KWL is a visual/graphic Teaching Strategy that helps learners build on their prior knowledge of a subject and highlight what they have learned during a lesson. It can be a highly effective strategy in the classroom and is used at the beginning and end of the lesson.

What does KWL stand for?

There are 3 elements to the KWL strategy. Each of the 3 letters stands for one element;

  1. What do learners KNOW
  2. What do learners WANT to know
  3. What have they LEARNED

How does it work?

The KWL teaching strategy is used best when introducing a new topic. It can be done on a large whiteboard or with flip charts, or simply by using sheets of flip chart paper pinned to the wall.

The teacher starts by creating 3 columns on the board, representing each of the 3 elements outlined above. So we get something like this…

 

Element 1: What Do We KNOW?

With a topic in mind, the first element involves checking what learners already know.

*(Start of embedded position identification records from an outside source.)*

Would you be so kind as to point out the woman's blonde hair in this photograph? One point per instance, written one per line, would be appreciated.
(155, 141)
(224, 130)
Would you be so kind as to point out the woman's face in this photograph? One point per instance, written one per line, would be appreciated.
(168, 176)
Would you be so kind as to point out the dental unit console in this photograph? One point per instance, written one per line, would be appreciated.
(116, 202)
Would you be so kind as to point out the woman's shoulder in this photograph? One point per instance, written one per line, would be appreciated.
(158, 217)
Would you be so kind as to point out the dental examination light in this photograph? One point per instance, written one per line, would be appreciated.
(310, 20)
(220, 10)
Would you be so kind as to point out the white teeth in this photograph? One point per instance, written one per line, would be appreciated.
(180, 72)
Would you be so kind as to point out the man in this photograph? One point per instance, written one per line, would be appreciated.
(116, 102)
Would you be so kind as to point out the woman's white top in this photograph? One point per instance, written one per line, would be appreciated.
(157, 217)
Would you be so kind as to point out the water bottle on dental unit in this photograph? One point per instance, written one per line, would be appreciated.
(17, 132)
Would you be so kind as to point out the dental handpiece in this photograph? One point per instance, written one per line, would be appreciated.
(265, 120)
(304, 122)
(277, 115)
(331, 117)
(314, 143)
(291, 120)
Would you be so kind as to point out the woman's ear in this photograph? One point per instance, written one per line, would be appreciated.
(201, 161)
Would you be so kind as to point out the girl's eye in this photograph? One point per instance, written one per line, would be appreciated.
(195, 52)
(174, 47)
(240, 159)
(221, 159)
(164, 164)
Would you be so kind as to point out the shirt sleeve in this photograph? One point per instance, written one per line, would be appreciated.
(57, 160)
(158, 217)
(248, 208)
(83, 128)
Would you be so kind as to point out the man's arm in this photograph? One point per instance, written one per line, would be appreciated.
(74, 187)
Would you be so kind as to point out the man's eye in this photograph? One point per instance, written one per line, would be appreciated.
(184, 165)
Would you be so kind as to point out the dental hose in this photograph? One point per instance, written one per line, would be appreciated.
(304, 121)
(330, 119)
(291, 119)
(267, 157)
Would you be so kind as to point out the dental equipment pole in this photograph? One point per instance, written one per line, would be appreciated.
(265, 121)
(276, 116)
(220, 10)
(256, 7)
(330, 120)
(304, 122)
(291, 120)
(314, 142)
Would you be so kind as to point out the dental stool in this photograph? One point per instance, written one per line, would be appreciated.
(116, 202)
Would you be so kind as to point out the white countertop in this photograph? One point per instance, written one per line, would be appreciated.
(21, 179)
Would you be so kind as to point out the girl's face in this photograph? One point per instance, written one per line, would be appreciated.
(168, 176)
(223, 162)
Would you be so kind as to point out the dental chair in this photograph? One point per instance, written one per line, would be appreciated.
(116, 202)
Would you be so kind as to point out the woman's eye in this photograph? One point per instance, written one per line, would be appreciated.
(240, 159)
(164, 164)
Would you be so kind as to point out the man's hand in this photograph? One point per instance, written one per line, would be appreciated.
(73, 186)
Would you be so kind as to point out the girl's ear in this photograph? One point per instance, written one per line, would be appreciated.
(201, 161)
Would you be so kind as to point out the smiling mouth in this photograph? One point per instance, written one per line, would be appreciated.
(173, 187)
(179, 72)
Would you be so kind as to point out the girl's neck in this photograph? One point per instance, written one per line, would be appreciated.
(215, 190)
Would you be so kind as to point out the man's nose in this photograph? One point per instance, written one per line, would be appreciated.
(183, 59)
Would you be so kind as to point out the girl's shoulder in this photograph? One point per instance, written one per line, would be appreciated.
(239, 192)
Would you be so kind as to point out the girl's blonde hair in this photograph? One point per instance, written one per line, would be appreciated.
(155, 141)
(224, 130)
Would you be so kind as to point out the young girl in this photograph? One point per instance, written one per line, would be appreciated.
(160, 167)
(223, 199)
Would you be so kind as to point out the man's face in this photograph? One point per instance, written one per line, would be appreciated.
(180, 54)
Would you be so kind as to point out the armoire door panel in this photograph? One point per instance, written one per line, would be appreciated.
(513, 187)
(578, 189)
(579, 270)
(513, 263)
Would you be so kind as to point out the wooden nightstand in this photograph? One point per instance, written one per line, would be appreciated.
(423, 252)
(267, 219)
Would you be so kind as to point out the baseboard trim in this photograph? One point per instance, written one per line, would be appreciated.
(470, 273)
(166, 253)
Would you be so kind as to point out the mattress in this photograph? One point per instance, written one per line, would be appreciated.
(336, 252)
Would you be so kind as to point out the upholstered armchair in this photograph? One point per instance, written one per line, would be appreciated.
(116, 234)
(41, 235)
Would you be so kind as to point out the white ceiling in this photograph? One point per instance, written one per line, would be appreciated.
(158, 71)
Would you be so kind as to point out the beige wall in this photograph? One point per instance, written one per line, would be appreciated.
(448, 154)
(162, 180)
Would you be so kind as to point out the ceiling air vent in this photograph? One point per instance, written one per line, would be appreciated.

This can be opened up to the entire class, “What do we know about this topic?” The key to this part is that everything goes up on the board, there are no wrong answers at this point. What we want to avoid here is the teacher correcting learners or learners correcting each other. It might sound counter intuitive to accept wrong answers and put them up on the board for all to see but the success and value of the KWL teaching strategy is dependent on getting a true reflection of what learners know, whether it’s correct or not. So, in essence, EVERYTHING goes up on the board at this stage in the process.

In this example I am teaching a First Aid class and the topic we are discussing is “Asthma.” The class are asked to shout out everything they know about the topic. Here’s what we get…

As you can see here, we’ve gotten back a range of responses. Many are correct, some others are obviously incorrect. This is the knowledge that our learners have about the subject. We now know where they are in relation to Asthma, and, as a result, we indirectly know what we need to work on and how far we need to go to get there.

Element 2: What Do We WANT To Know?

Next up we need to ascertain what exactly our learners WANT to know about Asthma. Again, I would simply ask learners the question. A wide variety of answers come back, ALL of which are mapped on the board.

With this section, you should see a set of questions that learners are looking to have answered. You might find that some of the requests are outside of the module content. You can explain this to learners but also answer the questions. You could also take these out and use them at a later stage as “nice to know” items where you could get learners to research the answers as part of extra learning or homework.

At this stage in the lesson you need to stop the exercise and start the module content. You can explain to learners that you will get back to the exercise at the end of the lesson.

Element 3: What Did We Learn?

You will now deliver the core module content as normal. Once delivered you can return to the whiteboard and finish the final section. For this final element you will be asking the class a series of questions and writing up their answers on the board. You can do this two ways, either as a Whole Group Discussion involving the entire class or in small groups. You should use the relevant questions outlined by the class in Element 2 (What do you WANT to learn) as the basis for this section. You should also have prepared your own questions that you want answered. These should be based on the learning outcomes.

So, in this example, we can see that learners came back with the following answers…

I can see from my learners answers that they are on track with the topic, they are showing to me that they have learnt the topic sufficiently. This is effectively me assessing them, but in a subtle way!

And Finally…

The real beauty of this teaching strategy is when you step back at the end and view your learners’ answers and their learning.

As we can see from the above picture, the journey learners have taken from the start of the lesson right through to the end is displayed in a very visual manner. We can clearly see what they knew prior to the lesson and now what they know having being taught the topic in detail. For learners, this is a highly interactive and illustrative visualisation of their progress.

That’s it, the KWL teaching strategy in use in the classroom. Let me know how it works for you.